La primera noche que paso en Bogotá en 2024 comienza con la misma desorientación y tras unas pocas horas de sueño me despierto ofuscada. Esta vez me invade una sensación de pánico por haber olvidado llenar de agua cubos, botellas y cualquier otro recipiente que pudiera encontrar. La situación se ha invertido. Ahora no llueve en el trópico. El nivel de los embalses es alarmantemente bajo y el alcalde de Bogotá ha ordenado el racionamiento de agua. La enorme capital, que desde su fundación no ha hecho sino crecer independientemente de si hay suficiente agua o no, ha sido dividida en nueve sectores y, a partir de las ocho de la mañana, mi apartamento no tendrá agua. Son las cuatro de la mañana y todavía tengo tiempo de almacenar suficiente agua para lavarme, cepillarme los dientes, hacer café y fregar los platos. Casi sonámbula, me pongo manos a la obra. Decido que lo más práctico será reunir en la ducha todos los recipientes disponibles y luego llenarlos uno a uno. Miro mi silueta en el espejo y pienso en las niñas de África, condenadas a sacar agua de los pozos y a caminar largas distancias hasta sus casas, porque los hombres africanos jamás asumen semejante faena. Y ahora yo, que una vez fui la hija despreocupada de dos naciones vencedoras en materia de riqueza hídrica, tengo que enfrentarme a los hechos: el agua es un bien amenazado y en grave peligro, aquí en Colombia y allá en Alemania.
De regreso en Alemania visito la exposición Water Pressure, que se exhibe en Hamburgo. «La presión del agua» pone de manifiesto hasta qué punto hemos perdido de vista su valor. Alrededor de la mitad de la población mundial sufre una grave escasez de agua, al menos estacionalmente. Según las previsiones, cada vez más países sufrirán un estrés hídrico extremadamente elevado de aquí a 2050. No cabe duda de que la situación es catastrófica, aunque las numerosas ideas ingeniosas sobre cómo ahorrar el recurso más valioso que tenemos nos llenen de optimismo.

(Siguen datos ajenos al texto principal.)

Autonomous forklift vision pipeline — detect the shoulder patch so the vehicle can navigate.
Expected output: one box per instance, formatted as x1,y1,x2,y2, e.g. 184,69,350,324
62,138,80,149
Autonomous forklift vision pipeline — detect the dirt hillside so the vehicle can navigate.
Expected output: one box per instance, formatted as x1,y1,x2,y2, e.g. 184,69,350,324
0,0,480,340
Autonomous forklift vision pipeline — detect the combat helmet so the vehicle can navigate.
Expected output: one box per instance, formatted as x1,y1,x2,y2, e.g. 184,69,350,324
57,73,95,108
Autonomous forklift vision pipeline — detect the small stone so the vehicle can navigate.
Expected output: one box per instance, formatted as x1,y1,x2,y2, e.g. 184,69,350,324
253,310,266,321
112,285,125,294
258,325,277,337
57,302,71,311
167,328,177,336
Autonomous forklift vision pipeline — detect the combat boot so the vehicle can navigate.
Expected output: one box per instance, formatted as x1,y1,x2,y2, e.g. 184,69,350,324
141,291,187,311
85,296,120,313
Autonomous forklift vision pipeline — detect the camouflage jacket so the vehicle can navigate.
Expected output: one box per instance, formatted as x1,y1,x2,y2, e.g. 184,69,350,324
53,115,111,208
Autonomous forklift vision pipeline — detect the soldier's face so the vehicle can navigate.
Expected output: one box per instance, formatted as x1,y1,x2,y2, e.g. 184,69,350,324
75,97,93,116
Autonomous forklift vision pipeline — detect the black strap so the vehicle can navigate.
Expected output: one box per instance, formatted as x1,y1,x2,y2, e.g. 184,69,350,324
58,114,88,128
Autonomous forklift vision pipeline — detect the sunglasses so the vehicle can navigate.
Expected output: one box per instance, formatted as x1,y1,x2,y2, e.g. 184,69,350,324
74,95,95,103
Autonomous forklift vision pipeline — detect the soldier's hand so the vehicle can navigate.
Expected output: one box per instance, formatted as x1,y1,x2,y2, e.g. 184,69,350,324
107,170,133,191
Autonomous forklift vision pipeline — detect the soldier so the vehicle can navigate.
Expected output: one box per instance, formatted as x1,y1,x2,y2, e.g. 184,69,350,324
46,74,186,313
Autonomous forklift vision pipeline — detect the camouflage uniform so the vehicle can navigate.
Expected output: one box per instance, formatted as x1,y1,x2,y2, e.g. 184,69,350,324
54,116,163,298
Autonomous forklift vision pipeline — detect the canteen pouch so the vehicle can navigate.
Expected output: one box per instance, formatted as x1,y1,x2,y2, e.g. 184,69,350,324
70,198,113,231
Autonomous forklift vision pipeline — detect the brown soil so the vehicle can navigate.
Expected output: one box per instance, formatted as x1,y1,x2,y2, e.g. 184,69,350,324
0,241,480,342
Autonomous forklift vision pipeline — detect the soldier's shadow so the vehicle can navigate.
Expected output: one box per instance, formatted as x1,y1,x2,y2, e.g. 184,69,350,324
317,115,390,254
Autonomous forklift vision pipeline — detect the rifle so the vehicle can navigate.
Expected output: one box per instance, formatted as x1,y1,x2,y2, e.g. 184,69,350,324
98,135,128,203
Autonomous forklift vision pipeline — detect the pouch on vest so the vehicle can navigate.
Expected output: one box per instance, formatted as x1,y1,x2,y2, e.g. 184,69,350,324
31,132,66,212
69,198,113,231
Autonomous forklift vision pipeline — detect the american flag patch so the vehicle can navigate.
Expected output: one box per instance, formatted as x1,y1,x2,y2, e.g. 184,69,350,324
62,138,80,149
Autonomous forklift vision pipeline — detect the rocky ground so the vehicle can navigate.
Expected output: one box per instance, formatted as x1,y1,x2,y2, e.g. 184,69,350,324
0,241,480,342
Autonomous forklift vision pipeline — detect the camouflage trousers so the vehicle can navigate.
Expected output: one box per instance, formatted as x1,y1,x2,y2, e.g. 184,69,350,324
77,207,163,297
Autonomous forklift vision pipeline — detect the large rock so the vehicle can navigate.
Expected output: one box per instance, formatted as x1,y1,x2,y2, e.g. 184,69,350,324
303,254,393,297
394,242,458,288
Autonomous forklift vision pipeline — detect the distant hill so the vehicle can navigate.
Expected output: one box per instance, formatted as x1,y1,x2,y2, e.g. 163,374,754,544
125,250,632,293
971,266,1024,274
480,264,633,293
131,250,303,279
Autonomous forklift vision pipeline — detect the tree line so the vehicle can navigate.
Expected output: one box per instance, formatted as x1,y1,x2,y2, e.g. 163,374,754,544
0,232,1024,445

Una pared con fotos en blanco y negro me llama la atención. Lo que a primera vista parecen tomas aéreas de paisajes son en realidad lágrimas secas observadas a través de un microscopio. La artista norteamericana Rose-Lynn Fisher captura lágrimas de dolor, alegría, risa e irritación con extremo detalle. Aunque la naturaleza empírica de las lágrimas es una composición de agua, proteínas, minerales, hormonas y enzimas, la topografía de las lágrimas es un paisaje momentáneo, pasajero como la huella dactilar de alguien en un sueño. El mensaje de los curadores que decidieron incluir una obra de arte en una exposición que informa sobre la problemática y las tecnologías que nos podrían salvar es inequívoco. Por un breve instante me pongo en la piel de mi conserje en Berlín y estoy de acuerdo con él: en cierto modo, los buenos tiempos se han acabado; a partir de ahora cada lágrima cuenta.